À peine achevait-elle ces mots
Qu’elle sonna la charge,
Fut le Trompette et le Héraut.
Dans l’abord elle se met au large,
Prend son temps puis fond sur les grappes
Du Vigneron, qu’elle rend presque fou.
Le Bipède écume, et son œil étincelle…
Il rugit, on se cache, on tremble à l’environ…

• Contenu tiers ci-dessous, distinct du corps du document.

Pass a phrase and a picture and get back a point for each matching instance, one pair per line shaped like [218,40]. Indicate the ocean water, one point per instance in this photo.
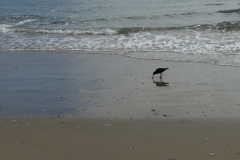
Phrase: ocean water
[206,31]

Et cette alarme universelle
Est l’ouvrage d’un Moucheron.
Un avorton de Mouche en cent lieux le harcèle,
Tantôt pique chasselas et tantôt lacère pinot,
Tantôt s’immisce au fond du tonneau.
La rage alors se trouve à son faîte montée.
L’invisible ennemi triomphe et rit de voir
Qu’il n’est aucun traitement que le Vigneron ait trouvé
Ni aucun produit qui ne fasse son devoir.

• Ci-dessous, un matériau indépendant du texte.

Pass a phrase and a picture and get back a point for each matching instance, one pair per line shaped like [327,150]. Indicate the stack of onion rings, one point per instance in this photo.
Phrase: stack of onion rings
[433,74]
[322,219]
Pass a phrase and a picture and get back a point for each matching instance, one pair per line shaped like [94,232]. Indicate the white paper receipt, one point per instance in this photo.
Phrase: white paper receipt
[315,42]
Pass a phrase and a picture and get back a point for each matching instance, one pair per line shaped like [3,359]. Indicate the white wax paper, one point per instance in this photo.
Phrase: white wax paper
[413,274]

Le malheureux Vigneron se déchire lui-même,
Fait résonner son atomiseur à l’entour de ses plants,
Bat l’air qui n’en peut mais et sa fureur extrême
Le fatigue, l’abat ! Le voilà sur les flancs.
L’Insecte du combat se retire avec gloire :
Comme il sonna la charge, il sonne la victoire,
Va partout l’annoncer et rencontre en chemin
L’embuscade d’un automne ensoleillé,
Qui lui fait aussi rencontrer sa fin.
Quelle chose par là nous peut être enseignée ?
J’en vois deux, dont l’une est qu’entre nos ennemis,
Les plus à craindre sont souvent les plus petits ;
L’autre, qu’aux grands périls tel a pu se soustraire,
Qui périt pour la moindre affaire.
Nicolas Pittet (d’après Jean De La Fontaine)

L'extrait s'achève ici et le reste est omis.